Too late for that. Most North Koreans now know, but are too busy just
trying to survive to think about a revolution. But the government knows their
history. Revolution comes as the economy improves. Thus a substantial
improvement in the economy could bring the revolution North Korea's leaders
have long feared. What do do? Close Karaoke bars.
July 11, 2007: North Korea has invited UN
IAEA inspectors to return and verify that their nuclear weapons research
reactor was shut down. This is being done in exchange for shipments of fuel oil
and food, both of which are in short supply up north. South Korea has already sent the first
shipments north, with more to come once the nuclear weapons program in the
north is shut down. Unemployment in the north is about ten times what it is in
the south (3.4 percent). Most North Koreans now know they are screwed, and that
life is much better in neighboring China and South Korea.
July 6, 2007:
North Korea has apparently completed testing of a new short range
ballistic missile (the KN02). Based on Russian 1980s design (the SS21), the new
missile has a range of about a hundred kilometers and carries a half ton
warhead. The guidance system is much improved over what the North Koreans have
been using. The SS21 is the Russian replacement for the SCUD, which was based
on German World War II designs (the first combat ballistic missile, the V2).

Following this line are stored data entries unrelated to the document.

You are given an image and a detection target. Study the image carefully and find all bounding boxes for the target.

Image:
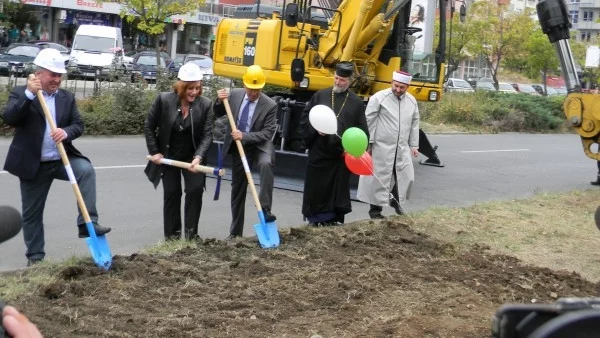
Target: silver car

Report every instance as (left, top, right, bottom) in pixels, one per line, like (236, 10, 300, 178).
(444, 78, 474, 93)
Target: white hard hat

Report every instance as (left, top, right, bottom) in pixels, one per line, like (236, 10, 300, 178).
(178, 62, 204, 81)
(33, 48, 67, 74)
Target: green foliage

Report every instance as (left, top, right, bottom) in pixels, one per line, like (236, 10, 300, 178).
(523, 29, 560, 79)
(78, 81, 156, 135)
(0, 81, 570, 137)
(420, 92, 567, 132)
(0, 87, 12, 136)
(110, 0, 204, 36)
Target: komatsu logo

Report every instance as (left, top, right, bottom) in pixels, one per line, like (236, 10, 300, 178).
(224, 56, 242, 64)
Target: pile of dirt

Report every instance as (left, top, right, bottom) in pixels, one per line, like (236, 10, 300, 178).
(5, 219, 599, 337)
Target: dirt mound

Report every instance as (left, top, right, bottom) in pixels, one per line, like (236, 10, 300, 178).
(6, 219, 599, 337)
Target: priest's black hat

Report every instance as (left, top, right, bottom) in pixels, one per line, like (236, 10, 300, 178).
(335, 61, 353, 78)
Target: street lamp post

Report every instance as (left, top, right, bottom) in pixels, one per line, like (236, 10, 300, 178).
(447, 0, 455, 79)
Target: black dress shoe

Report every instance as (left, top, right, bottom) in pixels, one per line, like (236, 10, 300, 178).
(225, 234, 242, 241)
(390, 200, 406, 215)
(369, 212, 385, 219)
(27, 258, 43, 267)
(263, 209, 277, 222)
(78, 224, 112, 238)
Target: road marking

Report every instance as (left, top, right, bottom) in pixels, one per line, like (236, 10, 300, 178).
(461, 149, 530, 153)
(0, 165, 145, 175)
(95, 165, 146, 170)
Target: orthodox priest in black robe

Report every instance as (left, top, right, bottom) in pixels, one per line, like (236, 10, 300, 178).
(299, 61, 369, 225)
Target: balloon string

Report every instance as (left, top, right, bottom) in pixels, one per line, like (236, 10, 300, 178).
(358, 155, 414, 223)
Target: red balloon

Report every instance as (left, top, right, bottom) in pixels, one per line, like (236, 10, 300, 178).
(344, 152, 373, 176)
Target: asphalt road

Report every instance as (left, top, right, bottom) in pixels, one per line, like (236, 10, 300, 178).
(0, 134, 596, 271)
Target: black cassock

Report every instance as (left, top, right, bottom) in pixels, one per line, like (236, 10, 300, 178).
(299, 87, 369, 223)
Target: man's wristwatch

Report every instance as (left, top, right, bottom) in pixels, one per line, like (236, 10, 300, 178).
(194, 155, 202, 161)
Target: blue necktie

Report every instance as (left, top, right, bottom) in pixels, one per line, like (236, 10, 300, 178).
(238, 100, 250, 132)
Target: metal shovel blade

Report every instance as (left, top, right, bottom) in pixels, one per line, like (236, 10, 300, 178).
(84, 221, 112, 270)
(253, 210, 280, 248)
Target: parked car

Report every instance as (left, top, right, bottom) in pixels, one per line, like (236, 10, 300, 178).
(554, 87, 567, 95)
(497, 82, 518, 94)
(0, 43, 44, 75)
(182, 54, 214, 80)
(444, 78, 474, 93)
(68, 25, 126, 79)
(531, 84, 560, 96)
(167, 55, 185, 75)
(511, 83, 540, 96)
(474, 80, 496, 92)
(28, 41, 70, 62)
(123, 50, 136, 72)
(130, 51, 167, 83)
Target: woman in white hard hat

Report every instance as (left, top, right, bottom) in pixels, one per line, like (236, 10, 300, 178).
(144, 62, 214, 240)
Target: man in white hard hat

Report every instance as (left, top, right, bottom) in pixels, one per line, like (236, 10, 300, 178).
(2, 48, 111, 267)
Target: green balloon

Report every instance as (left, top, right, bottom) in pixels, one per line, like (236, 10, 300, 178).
(342, 127, 368, 157)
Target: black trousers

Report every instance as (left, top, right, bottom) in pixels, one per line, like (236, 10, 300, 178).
(162, 165, 205, 240)
(370, 160, 400, 214)
(229, 146, 274, 236)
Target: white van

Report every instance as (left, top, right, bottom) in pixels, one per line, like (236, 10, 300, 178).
(68, 25, 125, 78)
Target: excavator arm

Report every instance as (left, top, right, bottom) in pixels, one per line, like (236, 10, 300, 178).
(537, 0, 600, 161)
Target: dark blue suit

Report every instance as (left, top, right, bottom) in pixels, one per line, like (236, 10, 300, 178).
(2, 85, 98, 262)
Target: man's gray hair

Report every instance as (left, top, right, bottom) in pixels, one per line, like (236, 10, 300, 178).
(34, 66, 45, 74)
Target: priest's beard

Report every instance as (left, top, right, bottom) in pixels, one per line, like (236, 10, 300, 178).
(332, 83, 349, 93)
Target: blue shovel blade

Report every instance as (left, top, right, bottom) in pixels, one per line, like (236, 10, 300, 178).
(84, 222, 112, 271)
(254, 210, 280, 248)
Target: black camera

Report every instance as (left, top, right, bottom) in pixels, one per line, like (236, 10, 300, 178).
(491, 297, 600, 338)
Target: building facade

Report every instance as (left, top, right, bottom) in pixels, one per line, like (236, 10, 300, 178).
(14, 0, 225, 57)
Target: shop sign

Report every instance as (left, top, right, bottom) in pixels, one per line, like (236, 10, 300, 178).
(20, 0, 52, 6)
(61, 0, 122, 14)
(75, 0, 103, 8)
(197, 13, 221, 25)
(63, 10, 118, 26)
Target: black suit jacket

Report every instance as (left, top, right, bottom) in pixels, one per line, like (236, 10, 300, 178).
(143, 92, 214, 188)
(213, 88, 277, 156)
(2, 86, 85, 180)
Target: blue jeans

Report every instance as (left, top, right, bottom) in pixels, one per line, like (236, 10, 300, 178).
(19, 157, 98, 260)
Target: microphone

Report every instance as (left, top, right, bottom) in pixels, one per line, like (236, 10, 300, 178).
(0, 206, 22, 244)
(1, 206, 21, 338)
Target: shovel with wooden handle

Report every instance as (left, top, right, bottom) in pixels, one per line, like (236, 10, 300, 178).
(35, 89, 112, 270)
(145, 155, 225, 176)
(222, 98, 280, 248)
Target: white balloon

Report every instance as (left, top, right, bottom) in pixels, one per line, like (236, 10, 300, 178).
(309, 105, 337, 135)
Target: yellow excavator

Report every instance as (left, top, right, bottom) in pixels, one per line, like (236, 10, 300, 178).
(491, 0, 600, 336)
(212, 0, 453, 171)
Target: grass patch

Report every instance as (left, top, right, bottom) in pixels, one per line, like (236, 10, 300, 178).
(1, 189, 598, 302)
(411, 189, 600, 281)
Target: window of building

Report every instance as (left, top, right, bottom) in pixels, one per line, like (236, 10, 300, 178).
(569, 10, 579, 23)
(222, 5, 236, 18)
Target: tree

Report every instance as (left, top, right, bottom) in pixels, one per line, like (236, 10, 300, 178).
(464, 1, 535, 86)
(524, 28, 560, 92)
(106, 0, 205, 65)
(570, 34, 600, 90)
(440, 6, 481, 79)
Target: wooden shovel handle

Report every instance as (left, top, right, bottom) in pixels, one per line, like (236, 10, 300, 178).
(222, 98, 263, 213)
(145, 156, 225, 176)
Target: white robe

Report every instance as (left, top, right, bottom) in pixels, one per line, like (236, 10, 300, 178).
(356, 89, 419, 206)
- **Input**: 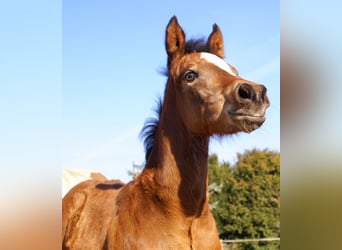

The SCUD used liquid fuel, which was dangerous and expensive to handle, and
time consuming to load into the missile before launch. Most North Korean
missiles still use liquid fuel, making it difficult to hide preparations for a
major operation, like an invasion of South Korea. The new solid fuel missiles
are mainly for export, as North Korea needs the cash more than it needs better
weapons for invading the south.
July 3, 2007:
Japan's crackdown on pro-North Koreans in Japan, and economic ties to
North Korea in general, has forced North Korea to turn to China for most of its
imports. For decades, Japan had been the major supplier of key goods,
especially manufactured items. The quality of Chinese goods has increased a lot
in the last decade, but the difference is still noticeable.